AI Didn’t Create the Medical Research Crisis—But It’s Scaling It
As AI-generated research floods scientific journals, some say we’re valuing speed over quality. Columbia's George Hripcsak says we are focusing on the wrong metric.
This summer, news outlets including Nature reported a surge of formulaic biomedical papers—many suspected to be generated by AI. Conversations in the media and beyond raised concerns about how scientific findings are evaluated and trusted.
George Hripcsak, the Vivian Beaumont Allen Professor of Biomedical Informatics and founding chair of the OHDSI (Observational Health Data Sciences and Informatics) collaborative, thinks the question itself needs reframing.
The issue, he argues, isn’t how quickly we’re publishing—it’s whether we’re doing science with the structure and transparency needed to make the results trustworthy. And when that structure is in place, science isn’t just more reliable—it can actually move faster.
For those unfamiliar, what is OHDSI and what does it do?
OHDSI—short for Observational Health Data Sciences and Informatics—is an international research community working to improve how we generate evidence from real-world health data—like electronic health records, insurance claims, and public health databases. It provides a shared system: a common way to structure data, open-source tools for analyzing it, and a set of practices to ensure results are reliable. Researchers in different countries can run the same study using the same methods, then compare outcomes to see what holds up across populations. The goal is to make medical research more transparent, reproducible, and actionable.
The Nature article warned that AI is helping flood the literature with unreliable science. What’s your take?
We’ve actually had this problem for a long time—AI just speeds it up. Observational research has always produced contradictory findings. One year coffee causes cancer, the next year it cures it. Same data, opposite conclusions. Sometimes that’s because the question is genuinely hard, but often it’s because most research doesn’t use the kind of structured methods that would make the results reliable.
Now, open data makes it easier to run studies, and generative AI makes it easier to write them. But the issue isn’t speed or technology—it’s the lack of structure.I
If we’d had generative AI in Galileo’s time, we’d still think the Earth is the center of the universe.
Some prominent scientists have warned that we’re prioritizing volume over rigor. How do you respond to that?
Speed is the wrong metric. We need high-volume evidence—we just need it to be reliable. Doing a bad study slowly doesn’t make it better.

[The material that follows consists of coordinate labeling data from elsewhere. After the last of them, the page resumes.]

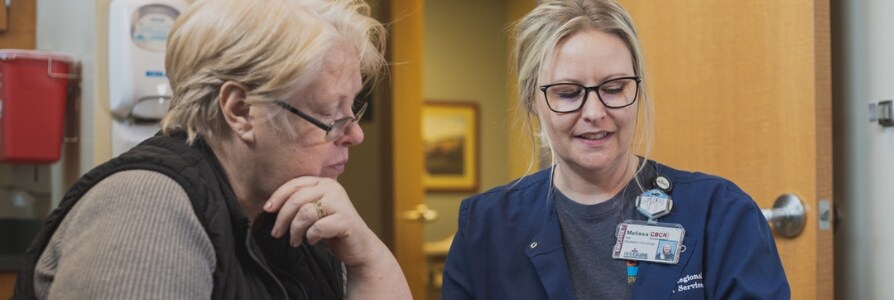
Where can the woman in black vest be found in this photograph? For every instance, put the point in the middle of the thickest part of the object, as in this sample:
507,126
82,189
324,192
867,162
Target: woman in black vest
236,197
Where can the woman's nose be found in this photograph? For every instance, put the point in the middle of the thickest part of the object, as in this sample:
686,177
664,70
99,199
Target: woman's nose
353,135
593,108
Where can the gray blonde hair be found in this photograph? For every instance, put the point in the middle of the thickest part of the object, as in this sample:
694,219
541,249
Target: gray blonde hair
273,47
538,34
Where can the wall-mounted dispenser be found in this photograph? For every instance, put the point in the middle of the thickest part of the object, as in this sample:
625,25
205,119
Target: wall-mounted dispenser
138,88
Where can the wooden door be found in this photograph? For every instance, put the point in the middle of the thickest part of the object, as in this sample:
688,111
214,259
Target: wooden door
742,89
405,109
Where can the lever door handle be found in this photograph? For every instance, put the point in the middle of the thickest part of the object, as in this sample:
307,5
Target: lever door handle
787,216
422,214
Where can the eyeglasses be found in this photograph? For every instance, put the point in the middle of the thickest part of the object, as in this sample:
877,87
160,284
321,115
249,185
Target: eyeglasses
570,97
334,130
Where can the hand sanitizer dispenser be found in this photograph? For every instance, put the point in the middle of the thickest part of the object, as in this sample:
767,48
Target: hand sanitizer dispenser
138,88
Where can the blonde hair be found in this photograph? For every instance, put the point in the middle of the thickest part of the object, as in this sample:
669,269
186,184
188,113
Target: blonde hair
273,47
538,34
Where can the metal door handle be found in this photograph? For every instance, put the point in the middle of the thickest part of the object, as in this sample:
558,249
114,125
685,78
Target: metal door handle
787,216
422,214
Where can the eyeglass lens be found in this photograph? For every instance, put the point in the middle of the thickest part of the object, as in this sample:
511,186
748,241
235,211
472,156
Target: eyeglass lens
567,97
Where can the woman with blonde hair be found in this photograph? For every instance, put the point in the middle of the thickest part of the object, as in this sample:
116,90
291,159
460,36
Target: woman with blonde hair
589,226
237,196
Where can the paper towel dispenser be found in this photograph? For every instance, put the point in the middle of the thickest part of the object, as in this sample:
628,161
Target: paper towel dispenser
138,34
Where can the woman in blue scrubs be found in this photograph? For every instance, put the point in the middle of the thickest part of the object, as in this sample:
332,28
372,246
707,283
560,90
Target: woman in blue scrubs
589,227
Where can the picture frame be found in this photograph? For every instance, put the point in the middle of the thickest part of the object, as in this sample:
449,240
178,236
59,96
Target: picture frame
450,133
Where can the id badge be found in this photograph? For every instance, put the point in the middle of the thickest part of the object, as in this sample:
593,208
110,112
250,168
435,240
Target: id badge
649,241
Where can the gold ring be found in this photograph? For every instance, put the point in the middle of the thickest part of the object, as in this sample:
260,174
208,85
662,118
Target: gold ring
321,211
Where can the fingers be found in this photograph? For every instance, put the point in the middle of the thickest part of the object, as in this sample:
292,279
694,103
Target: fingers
302,203
307,216
287,190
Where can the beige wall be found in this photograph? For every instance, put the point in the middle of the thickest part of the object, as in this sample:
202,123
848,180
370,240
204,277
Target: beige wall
465,60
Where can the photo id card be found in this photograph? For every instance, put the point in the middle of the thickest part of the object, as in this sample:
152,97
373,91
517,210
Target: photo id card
649,241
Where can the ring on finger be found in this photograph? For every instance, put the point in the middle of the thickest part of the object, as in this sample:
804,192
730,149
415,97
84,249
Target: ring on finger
321,210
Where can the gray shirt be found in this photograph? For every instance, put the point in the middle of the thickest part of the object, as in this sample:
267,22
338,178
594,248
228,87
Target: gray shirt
588,233
134,235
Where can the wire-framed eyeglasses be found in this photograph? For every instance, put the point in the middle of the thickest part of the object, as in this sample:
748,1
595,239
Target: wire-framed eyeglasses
334,130
569,97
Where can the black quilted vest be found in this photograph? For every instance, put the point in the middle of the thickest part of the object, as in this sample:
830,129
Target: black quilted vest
249,266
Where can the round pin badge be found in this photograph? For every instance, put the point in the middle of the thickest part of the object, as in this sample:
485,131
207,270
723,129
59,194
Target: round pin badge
663,183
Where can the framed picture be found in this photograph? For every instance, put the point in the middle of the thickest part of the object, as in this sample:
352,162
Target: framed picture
450,134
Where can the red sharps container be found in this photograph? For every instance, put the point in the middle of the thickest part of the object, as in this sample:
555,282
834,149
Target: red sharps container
33,94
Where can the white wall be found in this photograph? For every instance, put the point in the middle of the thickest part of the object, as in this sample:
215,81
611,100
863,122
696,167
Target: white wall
863,61
466,60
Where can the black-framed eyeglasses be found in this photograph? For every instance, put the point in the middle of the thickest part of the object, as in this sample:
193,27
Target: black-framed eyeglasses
569,97
334,130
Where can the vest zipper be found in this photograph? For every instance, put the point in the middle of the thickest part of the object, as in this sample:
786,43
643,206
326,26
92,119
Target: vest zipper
264,267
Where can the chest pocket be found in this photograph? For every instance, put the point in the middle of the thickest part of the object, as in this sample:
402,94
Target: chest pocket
680,281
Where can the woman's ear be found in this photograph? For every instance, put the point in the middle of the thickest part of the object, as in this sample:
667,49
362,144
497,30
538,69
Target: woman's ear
236,111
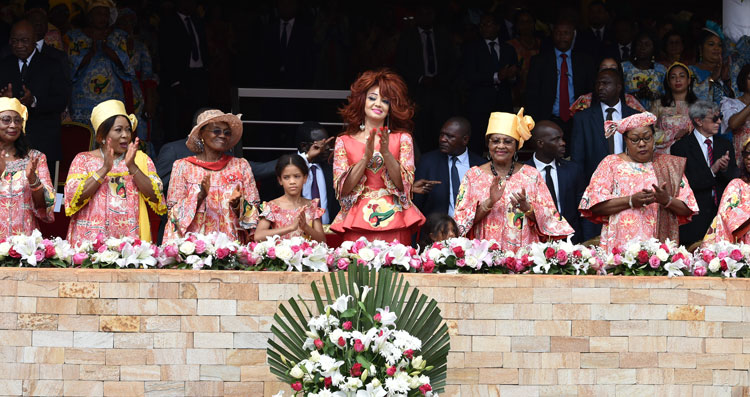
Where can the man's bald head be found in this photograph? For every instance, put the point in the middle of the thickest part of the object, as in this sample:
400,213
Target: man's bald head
22,39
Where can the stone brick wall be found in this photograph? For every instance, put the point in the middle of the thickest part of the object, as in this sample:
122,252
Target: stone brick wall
133,332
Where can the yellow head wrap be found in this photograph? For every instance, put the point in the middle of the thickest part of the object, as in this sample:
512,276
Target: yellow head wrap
110,108
516,126
16,106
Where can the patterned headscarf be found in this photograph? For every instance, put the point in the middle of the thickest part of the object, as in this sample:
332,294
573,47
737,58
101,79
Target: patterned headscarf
628,123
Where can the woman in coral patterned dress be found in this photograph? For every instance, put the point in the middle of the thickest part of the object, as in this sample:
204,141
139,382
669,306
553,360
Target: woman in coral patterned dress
26,193
504,199
671,111
291,215
108,189
213,191
373,167
638,194
732,221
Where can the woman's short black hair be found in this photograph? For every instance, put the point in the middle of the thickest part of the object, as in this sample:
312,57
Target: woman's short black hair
106,126
291,159
436,224
742,78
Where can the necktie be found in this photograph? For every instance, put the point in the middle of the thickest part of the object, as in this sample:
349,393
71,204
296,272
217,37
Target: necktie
455,180
24,70
495,57
550,184
193,42
564,95
710,151
314,191
284,39
430,52
611,139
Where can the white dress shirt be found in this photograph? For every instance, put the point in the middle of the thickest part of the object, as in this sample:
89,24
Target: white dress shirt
423,36
540,167
307,188
616,116
462,164
198,63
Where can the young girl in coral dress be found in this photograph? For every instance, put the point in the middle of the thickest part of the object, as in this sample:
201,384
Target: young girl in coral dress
291,215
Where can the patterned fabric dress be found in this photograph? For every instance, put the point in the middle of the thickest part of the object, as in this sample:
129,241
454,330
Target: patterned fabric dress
730,107
375,208
652,79
672,123
505,223
615,178
280,217
17,210
214,214
114,209
101,79
584,102
734,211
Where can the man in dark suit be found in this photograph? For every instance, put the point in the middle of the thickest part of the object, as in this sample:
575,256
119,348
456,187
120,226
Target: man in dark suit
439,173
589,145
490,68
557,76
563,178
709,168
184,79
40,83
425,57
314,145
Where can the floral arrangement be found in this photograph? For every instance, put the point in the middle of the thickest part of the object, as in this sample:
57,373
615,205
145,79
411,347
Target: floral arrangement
722,259
650,258
365,342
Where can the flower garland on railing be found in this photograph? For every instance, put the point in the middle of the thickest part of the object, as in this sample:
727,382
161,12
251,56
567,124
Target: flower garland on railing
217,251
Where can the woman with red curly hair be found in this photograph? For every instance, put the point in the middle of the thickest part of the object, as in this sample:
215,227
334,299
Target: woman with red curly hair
373,166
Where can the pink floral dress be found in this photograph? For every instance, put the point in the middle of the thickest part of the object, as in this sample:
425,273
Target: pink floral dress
214,214
730,107
615,178
505,223
672,123
734,211
375,208
114,209
280,217
17,209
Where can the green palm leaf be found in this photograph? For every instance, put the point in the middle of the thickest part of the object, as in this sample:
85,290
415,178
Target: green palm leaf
416,314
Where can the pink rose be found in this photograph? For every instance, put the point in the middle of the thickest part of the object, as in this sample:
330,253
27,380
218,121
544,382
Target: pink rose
736,255
200,247
80,257
428,267
654,262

If someone produces reliable evidence quickly, that should be rewarded.
In fact, we’ve found that when you build structure into the process—when you pre-specify the design, validate your methods, and use shared tools—you don’t just get more reliable results. You get them faster. That’s what OHDSI is doing. The framework doesn’t slow things down—it makes large-scale science possible.

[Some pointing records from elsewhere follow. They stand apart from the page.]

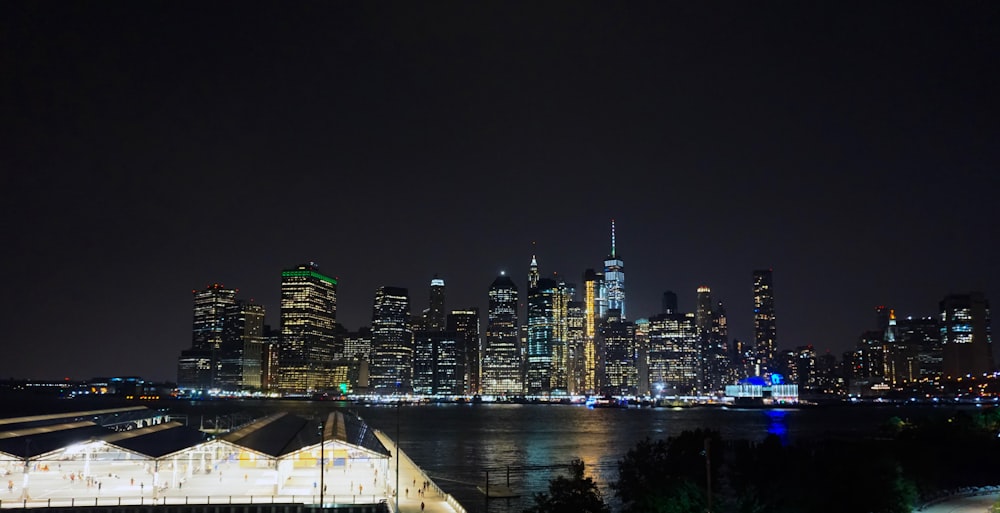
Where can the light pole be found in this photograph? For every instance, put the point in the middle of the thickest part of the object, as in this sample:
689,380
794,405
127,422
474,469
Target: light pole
708,471
398,405
322,442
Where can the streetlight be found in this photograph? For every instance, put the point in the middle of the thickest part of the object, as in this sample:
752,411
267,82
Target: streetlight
398,405
322,442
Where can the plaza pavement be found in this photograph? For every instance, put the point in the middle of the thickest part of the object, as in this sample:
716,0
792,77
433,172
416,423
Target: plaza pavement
434,499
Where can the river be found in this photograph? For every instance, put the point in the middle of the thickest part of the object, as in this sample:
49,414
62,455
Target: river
457,444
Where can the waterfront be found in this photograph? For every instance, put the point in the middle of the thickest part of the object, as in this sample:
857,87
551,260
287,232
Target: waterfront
456,444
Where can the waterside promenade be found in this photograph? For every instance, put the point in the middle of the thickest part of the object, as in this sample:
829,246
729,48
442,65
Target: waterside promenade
413,497
74,460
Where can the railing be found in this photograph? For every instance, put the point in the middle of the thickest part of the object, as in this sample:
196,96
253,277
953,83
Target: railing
73,502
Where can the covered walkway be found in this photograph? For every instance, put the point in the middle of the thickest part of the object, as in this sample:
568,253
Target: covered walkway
276,459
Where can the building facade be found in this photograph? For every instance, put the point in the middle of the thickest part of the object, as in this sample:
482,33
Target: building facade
614,279
308,329
501,368
391,370
465,324
765,331
966,339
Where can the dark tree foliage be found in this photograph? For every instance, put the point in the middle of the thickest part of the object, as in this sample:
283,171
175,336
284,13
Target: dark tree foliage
668,475
573,494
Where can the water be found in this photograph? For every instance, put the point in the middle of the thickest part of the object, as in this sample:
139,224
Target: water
457,444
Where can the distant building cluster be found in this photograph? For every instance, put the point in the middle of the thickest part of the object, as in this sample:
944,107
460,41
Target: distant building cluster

So what does reliable research look like?
In OHDSI, we follow ten principles. I usually summarize them as openness and verification.

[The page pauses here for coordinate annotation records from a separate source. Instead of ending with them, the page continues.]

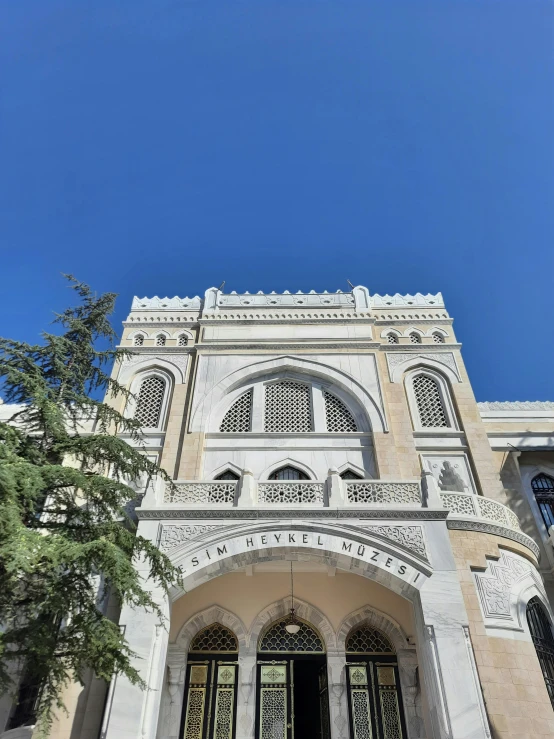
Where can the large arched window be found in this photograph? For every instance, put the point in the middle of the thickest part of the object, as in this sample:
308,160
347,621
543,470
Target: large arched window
150,401
540,629
288,473
543,487
238,417
288,407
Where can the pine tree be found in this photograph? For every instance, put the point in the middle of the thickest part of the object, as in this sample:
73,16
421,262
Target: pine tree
63,495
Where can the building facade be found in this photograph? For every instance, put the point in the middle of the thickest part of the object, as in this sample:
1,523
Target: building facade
328,456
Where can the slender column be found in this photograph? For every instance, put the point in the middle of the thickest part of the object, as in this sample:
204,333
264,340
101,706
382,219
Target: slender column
246,699
453,694
338,702
133,712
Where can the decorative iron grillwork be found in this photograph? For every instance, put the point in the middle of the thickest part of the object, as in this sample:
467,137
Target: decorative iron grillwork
288,407
215,638
278,639
429,402
338,417
150,400
366,640
541,633
543,487
238,417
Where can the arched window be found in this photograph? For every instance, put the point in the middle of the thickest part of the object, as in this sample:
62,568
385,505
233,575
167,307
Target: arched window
215,638
238,417
276,638
349,475
228,475
288,407
150,401
365,639
429,402
288,473
338,417
540,629
543,487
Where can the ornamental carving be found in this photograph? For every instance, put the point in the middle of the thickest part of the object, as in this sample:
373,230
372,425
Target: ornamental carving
409,537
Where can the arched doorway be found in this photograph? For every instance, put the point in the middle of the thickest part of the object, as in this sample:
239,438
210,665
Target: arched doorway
374,699
292,695
209,708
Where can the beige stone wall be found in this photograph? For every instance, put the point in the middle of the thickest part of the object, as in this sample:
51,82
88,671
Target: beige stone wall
515,695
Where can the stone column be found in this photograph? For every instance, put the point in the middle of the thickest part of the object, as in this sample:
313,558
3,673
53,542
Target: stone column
246,699
454,696
338,700
133,711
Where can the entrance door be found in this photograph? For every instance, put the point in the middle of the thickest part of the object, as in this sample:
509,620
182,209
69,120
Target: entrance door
211,699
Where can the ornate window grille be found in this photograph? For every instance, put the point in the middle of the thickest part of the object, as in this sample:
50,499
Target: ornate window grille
228,475
288,473
150,401
238,417
349,475
215,638
543,487
365,639
541,633
338,417
277,639
288,407
429,403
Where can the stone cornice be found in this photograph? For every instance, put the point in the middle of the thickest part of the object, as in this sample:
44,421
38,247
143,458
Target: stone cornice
204,514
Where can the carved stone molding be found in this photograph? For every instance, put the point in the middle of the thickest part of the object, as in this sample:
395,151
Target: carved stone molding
408,537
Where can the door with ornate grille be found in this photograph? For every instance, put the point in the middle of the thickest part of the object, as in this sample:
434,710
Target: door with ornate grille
374,698
209,709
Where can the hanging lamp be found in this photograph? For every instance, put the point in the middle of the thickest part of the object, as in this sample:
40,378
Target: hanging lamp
292,625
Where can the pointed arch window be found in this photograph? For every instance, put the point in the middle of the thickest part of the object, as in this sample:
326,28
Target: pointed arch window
288,407
540,629
543,488
338,417
150,401
288,473
215,638
239,416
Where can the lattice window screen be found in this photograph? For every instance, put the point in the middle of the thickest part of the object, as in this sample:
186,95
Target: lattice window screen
238,417
337,415
429,402
288,407
367,640
149,402
215,638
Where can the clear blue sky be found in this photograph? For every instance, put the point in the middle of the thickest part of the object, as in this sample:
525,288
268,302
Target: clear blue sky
163,146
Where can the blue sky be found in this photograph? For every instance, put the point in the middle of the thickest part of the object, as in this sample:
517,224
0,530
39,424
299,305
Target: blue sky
163,146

Practically, that means a few things: we pre-specify our analysis plans, use open-source software, and publish diagnostics before looking at results. We test for bias and confounding, and we run studies across multiple databases and populations to see whether results generalize. If the diagnostics fail, we stop. If they pass, we publish the result—even if it’s inconclusive. That’s how we avoid publication bias. The goal isn’t to find something novel every time. It’s to produce evidence that others can trust and build on.
Some journals have discouraged the use of causal language in observational studies. Is that helpful.
Not really. I understand why they’ve done it—there’s a long history of people overinterpreting retrospective studies. But taking away the word cause doesn’t fix the issue. Readers still interpret results that way.
A better approach is to use methods that support causal questions when asked properly—through pre-specification, diagnostics, and transparency. That’s the kind of structure we’re building, and journals like JACC are beginning to adopt it.
What role can AI play, and do you use it?
It can be useful—but only with guardrails. LLMs are designed to produce plausible statements, not true ones. They reinforce what we already believe.
If we’d had generative AI in Galileo’s time, we’d still think the Earth is the center of the universe. I sometimes use AI to extract variables or assist with literature reviews—but I always double-check the results. We never use it to draw conclusions. In OHDSI, we rely on tested models, diagnostics, and transparent reasoning.
What would it take for more researchers to adopt the kind of structure you’re describing?
A lot of the methods already exist—we’re using them. The question is whether they become standard. If journals require diagnostics, if reviewers look for pre-specification, and if results are published regardless of excitement, we’ll get a more trustworthy evidence base. That’s what we’re trying to support. And when the process is clear, it actually moves faster—not slower.